My parents, Mary and Ray Arland, celebrate their 60th wedding anniversary today, June 15. I appreciate the blessing of that milestone for them and for their four children. My parents understood from the beginning their dependence on God to guide them, to encourage them in their vocation of marriage.
“‘God makes of the two spouses one single existence.’ This has concrete daily consequences, because the spouses, ‘in virtue of the sacrament, are invested with a true and proper mission, so that, starting with the simple ordinary things of life they can make visible the love with which Christ loves his Church and continues to give his life for her.’” (Pope Francis, “The Joy of Love”)
Three years after they were married, my parents moved from the small town they had been living in to return to the Twin Cities for a career change. “We were one paycheck away from disaster,” Dad recalled. They had faith that God would see them and their children through the challenges. Dad worked long hours in the insurance business, which meant Mom bore most of the child-rearing responsibilities. “There weren’t many working mothers at the time. We were all in the same boat,” Mom said. She remembered getting up in the middle of the night to feed the baby. Looking out the window across the street she saw the light on in another house, and that gave her comfort. “There was somebody else awake in the world,” she recalled.
Our family attended Mass on Sundays, observed holy days of obligation and prayed before meals. Mom also prayed with us before bed. Our parents sent us to Catholic school to reinforce the faith they strived to instill at home.
Life was good, but not perfect. Sometimes my parents didn’t see eye to eye, but they eventually worked things out. My brothers and I argued over toys, treats and who was Mom’s “favorite.” Mom always assured us that she loved us equally and didn’t have favorites.
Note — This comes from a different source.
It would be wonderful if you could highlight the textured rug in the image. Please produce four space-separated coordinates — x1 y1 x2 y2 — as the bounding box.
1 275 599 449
When more serious challenges have occurred from time to time, my parents turn to each other and to God to persevere and to overcome. “We pray about it and it always seems like things work out,” Dad said.
Pope Francis notes in “The Joy of Love,” “there is no need to lay upon two limited persons the tremendous burden of having to reproduce perfectly the union existing between Christ and his Church, for marriage as a sign entails ‘a dynamic process …, one which advances gradually with the progressive integration of the gifts of God.’”
The vocation of marriage “calls spouses to imitate Jesus by their willingness to sacrifice themselves in everyday situations for each other and their children,” the U.S. bishops state in their 2009 pastoral letter on marriage. “Marriage is a school of gratitude, in which husband and wife are thankful for the gift of each other.” (Marriage: Love and Life in the Divine Plan.”)
One thing I’ve taken away from my parents’ marriage is the sense of humor they’ve developed over the years, a concrete example of God’s grace permeating their marital bond. Blessings on your 60th wedding anniversary, Mom and Dad! Enjoy the classical music!